Since it is given that $f(x) \approx f(x_0) + (x - x_0)f'(x_0)$, consider the function $f(x) = x^2 - 2$. Clearly, this quadratic has root $\sqrt{2}$. The goal is to get closer and closer to the y-intercept of this function (which is $\sqrt{2}$). We do this by taking the tangent line approximation of a value on the curve $x^2 - 2$ (say, $1.5$) and finding where that line intercepts the y-axis. Then, we plug the intercept in and get a new (more accurate) intercept.
(source: lamar.edu)
Check Paul's Online Notes for more info, or Wikipedia.

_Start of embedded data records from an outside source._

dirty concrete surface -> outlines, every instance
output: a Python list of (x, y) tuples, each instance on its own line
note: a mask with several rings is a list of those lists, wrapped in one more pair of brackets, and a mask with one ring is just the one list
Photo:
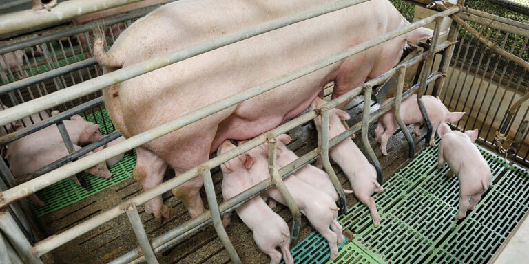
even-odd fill
[[(353, 99), (349, 104), (346, 110), (351, 116), (351, 119), (348, 120), (350, 126), (361, 121), (362, 107), (362, 96)], [(371, 101), (371, 112), (376, 111), (378, 108), (379, 105), (374, 101)], [(370, 124), (369, 137), (371, 147), (382, 166), (385, 182), (408, 161), (408, 144), (403, 134), (397, 131), (397, 133), (388, 142), (388, 155), (382, 156), (380, 144), (375, 141), (374, 130), (376, 124), (376, 122)], [(411, 132), (411, 126), (408, 129)], [(423, 137), (416, 138), (414, 135), (416, 153), (426, 146), (424, 140), (421, 140), (426, 134), (425, 129), (422, 128), (422, 131)], [(295, 128), (289, 134), (293, 140), (288, 147), (299, 156), (317, 146), (316, 130), (312, 122)], [(353, 141), (365, 154), (366, 152), (360, 140), (360, 132), (356, 133), (356, 136), (357, 139)], [(350, 189), (351, 185), (340, 168), (335, 165), (334, 168), (342, 186)], [(219, 168), (215, 168), (211, 170), (211, 173), (217, 201), (220, 203), (222, 201), (220, 190), (222, 172)], [(167, 170), (165, 180), (172, 177), (174, 177), (172, 170)], [(39, 221), (42, 228), (48, 235), (59, 234), (130, 197), (138, 195), (141, 192), (141, 186), (131, 177), (74, 205), (45, 215), (39, 219)], [(163, 223), (158, 222), (153, 216), (145, 213), (143, 206), (138, 207), (140, 217), (147, 236), (151, 240), (190, 219), (182, 203), (174, 197), (172, 193), (167, 192), (163, 197), (164, 203), (176, 211), (176, 214), (170, 219), (165, 219)], [(203, 188), (201, 191), (201, 197), (207, 206), (206, 195)], [(375, 195), (375, 199), (376, 201), (376, 195)], [(356, 202), (353, 195), (347, 196), (348, 206)], [(292, 217), (287, 208), (278, 204), (274, 211), (290, 226)], [(253, 241), (252, 232), (240, 221), (236, 214), (232, 215), (231, 223), (226, 228), (226, 231), (243, 263), (264, 263), (270, 261), (268, 256), (258, 249)], [(313, 228), (307, 219), (302, 217), (298, 241), (313, 231), (314, 231)], [(111, 261), (138, 246), (138, 241), (128, 219), (123, 214), (81, 235), (70, 243), (46, 254), (42, 258), (45, 263), (103, 263)], [(156, 256), (160, 263), (231, 263), (229, 256), (224, 250), (212, 226), (205, 228), (179, 245), (165, 252), (158, 254)]]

But to answer your question definitively, no. There is no way to get the value of an irrational number like $\sqrt{2}$ through a simple formula; it nearly requires computation. :(
Solution 3:
The easiest way to find $\sqrt[n]{a}$ for integer $n$ and $a>0$ efficiently is to use the Newton-Raphson approximation to invert the function $f : x \mapsto x^n - a$. But one must be careful with choosing the right starting point, so that the iteration will converge quadratically. Quadratic convergence means that at each step the error becomes approximately a constant times its square, which is equivalent to the error being proportional to $c^{2^k}$ after $k$ steps, for some $c \in (0,1)$
Let $x_0$ be such that $x_0 \in \sqrt[n]{a}[1,1+\frac{1}{4n})$
For each natural $k$ from $0$ to $\infty$:
Let $x_{k+1} = x_k - \dfrac{f(x_k)}{f'(x_k)} = x_k - \dfrac{{x_k}^n-a}{n{x_k}^{n-1}} = \dfrac{(n-1){x_k}^n-a}{n{x_k}^{n-1}}$
Then $( x_k : k \in \mathbb{N} )$ converges quadratically to $\sqrt[n]{a}$ uniformly for all $a>0$
General Case
For any real function $f$ such that $f(r) = 0$ and $f' \ne 0$ and $f''$ exists and $\left|\frac{f''}{2f'(r)}\right| \le m$ for some $m$:
Let $a = f'(r) \ne 0$
Then $f(r+d) = a d + g(d) d^2$ for any $d$ for some function $g$ such that:
$g(d) \in a [-m,m]$ for any $d$
Also $f'(r+d) = a + h(d) d$ for any $d$ for some function $h$ such that:
$h(d) \in a [-m,m]$ for any $d$
Let $( x_k : k \in \mathbb{N} )$ be such that:
$x_{k+1} = x_k - \frac{f(x_k)}{f'(x_k)}$ for any natural $k$
$|x_0-r| \le \frac{1}{6m}$
For each natural $k$ from $0$ to $\infty$:
$x_k = r + d_k$ for some $d_k$
$|d_k| \le |d_0| \le \frac{1}{6m}$ by invariance
$x_{k+1} = (r+d_k) - \dfrac{ad_k+g(d_k){d_k}^2}{a+h(d_k){d_k}} \in (r+d_k) - \dfrac{d_k+[-m,m]{d_k}^2}{1+[-m,m]{d_k}}$
Thus $d_{k+1} \in d_k - (d_k+[-m,m]{d_k}^2) (1-[-m,m]{d_k}+[0,2]([-m,m]{d_k})^2)$ because:
$\frac{1}{1+t} \in 1-t+[0,2]t^2$ for any $t \ge -\frac{1}{2}$
Thus $d_{k+1} \in d_k - (d_k+[-m,m]{d_k}^2) (1+[-m,m]{d_k}+\frac{1}{3}[-m,m]d_k) \\ \quad \subseteq \frac{7}{3}[-m,m]{d_k}^2 + \frac{4}{3}[-m,m]^2{d_k}^3 \subseteq \frac{7}{3}[-m,m]{d_k}^2 + \frac{7}{18}[-m,m]{d_k}^2 \\ \quad \subset 3[-m,m]{d_k}^2 \subset [-1,1]d_k$
Thus the invariance is preserved
Also $3 m |d_{k+1}| < ( 3 m |d_k| )^2$
Therefore $3 m |d_k| < ( 3 m |d_0| )^{2^k} \le 2^{-2^k}$ for any natural $k$
Thus $x_k \to r$ quadratically as $k \to \infty$
Notes
In the case of finding $r = \sqrt[n]{a}$, the function $f : x \mapsto x^n - a$ has $\frac{f''}{2f'(r)}$ being $x \mapsto \frac{(n-1)x^{n-2}}{2r^{n-1}}$ which is bounded on $r[1,1+\frac{1}{4n})$ by $m = \frac{2n}{3r}$ because $\frac{n}{2r} (\frac{x}{r})^{n-2} \le \frac{n}{2r} (1+\frac{1}{4n})^n < \frac{n}{2r} e^{1/4} < m$. Thus $|x_0-r| < \frac{r}{4n} = \frac{1}{6m}$.
The procedure to find $x_0$ for efficient arbitrary precision arithmetic can be as follows:
Find the minimum integer $d$ such that $(2^d)^n \ge a$
Binary search on $[2^{d-1},2^d]$ to find $r$ until within an error of $\frac{2^{d-1}}{4n}$
Return the upper bound when the upper and lower bounds are within the error margin
The upper bound is between $r$ and $r+\frac{2^{d-1}}{4n} < r+\frac{r}{4n}$